= Walther Lauffs =

German industrialist

Walther Lauffs was a German industrialist, and together with his wife Helga, a leading collector of post-war art.

Lauffs lived in Bad Honnef, Germany.

Walther and Helga Lauffs collected art from the late 1960s onwards, with the help of the curator and art historian Paul Wember, who was director of Krefeld's Kaiser Wilhelm Museum from 1947 and 1975. They focused on art created in the 1960s and 1970s, including Pop Art, Arte Povera, Minimalism, Post-Minimalism, and Conceptual Art.
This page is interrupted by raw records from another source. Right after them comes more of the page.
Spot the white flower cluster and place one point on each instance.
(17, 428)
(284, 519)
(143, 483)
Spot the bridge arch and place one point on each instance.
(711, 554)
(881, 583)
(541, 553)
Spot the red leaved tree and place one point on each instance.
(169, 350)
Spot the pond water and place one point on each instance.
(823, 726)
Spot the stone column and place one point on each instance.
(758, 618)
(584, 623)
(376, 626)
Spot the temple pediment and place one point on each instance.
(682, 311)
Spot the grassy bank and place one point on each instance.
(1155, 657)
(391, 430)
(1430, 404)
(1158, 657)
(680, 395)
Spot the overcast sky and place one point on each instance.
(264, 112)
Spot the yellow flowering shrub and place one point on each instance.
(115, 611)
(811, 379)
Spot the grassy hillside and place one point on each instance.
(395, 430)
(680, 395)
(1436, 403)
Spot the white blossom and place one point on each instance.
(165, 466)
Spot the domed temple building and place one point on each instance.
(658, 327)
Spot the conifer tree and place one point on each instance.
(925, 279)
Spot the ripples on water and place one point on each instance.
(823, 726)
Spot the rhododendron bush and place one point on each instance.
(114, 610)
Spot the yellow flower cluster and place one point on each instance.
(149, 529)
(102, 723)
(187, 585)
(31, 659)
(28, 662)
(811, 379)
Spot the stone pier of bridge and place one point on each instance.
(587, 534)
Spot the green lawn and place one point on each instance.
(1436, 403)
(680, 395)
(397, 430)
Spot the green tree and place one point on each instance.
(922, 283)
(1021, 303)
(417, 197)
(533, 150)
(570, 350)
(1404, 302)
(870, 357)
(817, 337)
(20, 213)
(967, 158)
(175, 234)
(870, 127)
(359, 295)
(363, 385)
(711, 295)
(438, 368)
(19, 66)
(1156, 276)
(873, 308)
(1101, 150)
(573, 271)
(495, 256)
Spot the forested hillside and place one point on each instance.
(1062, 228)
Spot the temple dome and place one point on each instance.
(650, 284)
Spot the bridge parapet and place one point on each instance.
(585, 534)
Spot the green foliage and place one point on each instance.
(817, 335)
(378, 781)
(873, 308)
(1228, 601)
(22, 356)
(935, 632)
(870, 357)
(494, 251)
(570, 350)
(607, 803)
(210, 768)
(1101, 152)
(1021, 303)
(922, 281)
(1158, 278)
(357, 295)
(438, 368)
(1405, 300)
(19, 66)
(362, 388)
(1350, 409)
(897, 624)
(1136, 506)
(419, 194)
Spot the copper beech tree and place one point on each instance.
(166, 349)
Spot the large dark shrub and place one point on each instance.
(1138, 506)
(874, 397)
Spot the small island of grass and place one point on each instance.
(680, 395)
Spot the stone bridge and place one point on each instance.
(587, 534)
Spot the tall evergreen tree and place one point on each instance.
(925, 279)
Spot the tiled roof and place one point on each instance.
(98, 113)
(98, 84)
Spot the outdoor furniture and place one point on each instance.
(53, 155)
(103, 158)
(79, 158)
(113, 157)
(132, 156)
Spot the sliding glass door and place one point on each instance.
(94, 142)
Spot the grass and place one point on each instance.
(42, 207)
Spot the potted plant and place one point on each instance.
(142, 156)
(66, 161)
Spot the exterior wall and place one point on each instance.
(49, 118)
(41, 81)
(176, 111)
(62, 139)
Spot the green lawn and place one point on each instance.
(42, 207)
Their collection included work by Joseph Beuys, Mel Bochner, Lee Bontecou, Christo, Joseph Cornell, Hanne Darboven, Jan Dibbets, Lucio Fontana, Eva Hesse, Donald Judd, On Kawara, Yves Klein, Joseph Kosuth, Sol LeWitt, Piero Manzoni, John McCracken, Mario Merz, Robert Morris, Bruce Nauman, Louise Nevelson, Claes Oldenburg, Giulio Paolini, Michelangelo Pistoletto, Fred Sandback, George Segal, Richard Serra, Richard Tuttle, Cy Twombly, Günther Uecker, Tom Wesselmann, and Douglas Wheeler.

In 2008, Sotheby's auctioned their collection of post-war European art, for $140 million.